21 L’idée d’un acte III de la décentralisation n’a pas prospéré en absence de consensus entre les différentes catégories d’acteurs locaux. En effet, depuis 2010 selon les opportunités ou les circonstances, le processus législatif a avancé mais sans grande cohérence. Si la loi NOTRe du 7 août 2015 avait opté pour une disparition progressive des départements, la création des « grandes régions » a redonné vie aux départements car le périmètre régional est très rapidement apparu trop grand pour une administration efficace des territoires. De même, les fusions ou rapprochements de communes restent marginaux tant les administrés sont attachés à leur commune et cela parfois au détriment des résultats qui ne peuvent être obtenus faute de moyens financiers, humains et techniques dans les petites communes. Les groupements de communes ont certes augmenté mais leur fonctionnement reste encore délicat car certains maires se sentent privés de leurs compétences et les citoyens, éloignés de leur de décision. Les maires peinent à expliquer à leurs administrés qu’ils ne détiennent plus telle ou telle compétence et l’ensemble reste confus.
22 L’action publique souffre de l’éternel problème d’un trop grand nombre de niveaux de compétences qu’il n’a jamais été possible de diminuer ; cette abondance nuit à l’efficacité car elle implique de nombreuses coordinations, des échanges et donc des dépenses inutiles.
23 La décentralisation s’est également traduite par une augmentation du poids des dépenses locales dans le produit intérieur brut (passé de 8 % en 1980 à 11 % en 2022) ; cette augmentation doit cependant être relativisée car elle inclut les transferts de compétences de l’État vers les collectivités, et donc les dépenses de ces collectivités pour la mise en œuvre de politiques transférées.

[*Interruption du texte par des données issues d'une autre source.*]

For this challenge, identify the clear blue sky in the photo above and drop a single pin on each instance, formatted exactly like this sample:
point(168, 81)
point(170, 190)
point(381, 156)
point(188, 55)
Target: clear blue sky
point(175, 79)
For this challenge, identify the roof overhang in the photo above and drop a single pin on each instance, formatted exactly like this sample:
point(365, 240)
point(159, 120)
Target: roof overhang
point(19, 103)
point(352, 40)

24 En ce qui concerne l’État, la décentralisation a obligé à redéfinir le rôle des services sur le terrain ; la réforme de l’administration territoriale de l’État (RéATE) avait valorisé les niveaux départemental et régional ; mais les « grandes régions », d’une part, et les groupements de communes, d’autre part, dessinent une autre carte du territoire qui ne correspond pas à celle de l’État. Par ailleurs, la très forte réduction des effectifs de l’État sur le territoire a affaibli son action aussi bien dans le domaine technique (désarmement des services) que dans le domaine juridique (affaiblissement du contrôle de légalité et du contrôle budgétaire).

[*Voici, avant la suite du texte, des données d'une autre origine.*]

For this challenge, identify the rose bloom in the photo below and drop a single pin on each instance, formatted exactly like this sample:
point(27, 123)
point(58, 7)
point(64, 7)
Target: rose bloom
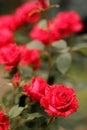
point(10, 56)
point(68, 23)
point(30, 57)
point(28, 12)
point(16, 79)
point(36, 89)
point(59, 100)
point(6, 37)
point(45, 35)
point(43, 4)
point(4, 121)
point(8, 21)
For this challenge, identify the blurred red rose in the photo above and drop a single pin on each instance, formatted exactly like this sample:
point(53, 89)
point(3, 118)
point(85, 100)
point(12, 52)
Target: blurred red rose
point(6, 37)
point(16, 79)
point(4, 121)
point(45, 35)
point(30, 57)
point(10, 56)
point(28, 12)
point(8, 21)
point(43, 4)
point(68, 23)
point(36, 89)
point(59, 101)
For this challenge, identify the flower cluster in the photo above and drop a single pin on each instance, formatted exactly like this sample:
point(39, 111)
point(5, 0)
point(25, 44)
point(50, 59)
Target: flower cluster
point(58, 100)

25 Enfin, la suppression de certains impôts locaux a distendu les liens entre la commune (le maire) et les administrés et réduit la marge de manœuvre des élus qui attendent plus de l’État à travers les dotations.
26 La Cour conclut à un « panorama insuffisamment propice à l’efficience de la gestion publique locale, à la responsabilisation des acteurs et à l’intelligibilité de la décentralisation », à la nécessité d’approfondir la coopération intercommunale, tout en rapprochant l’administration des administrés.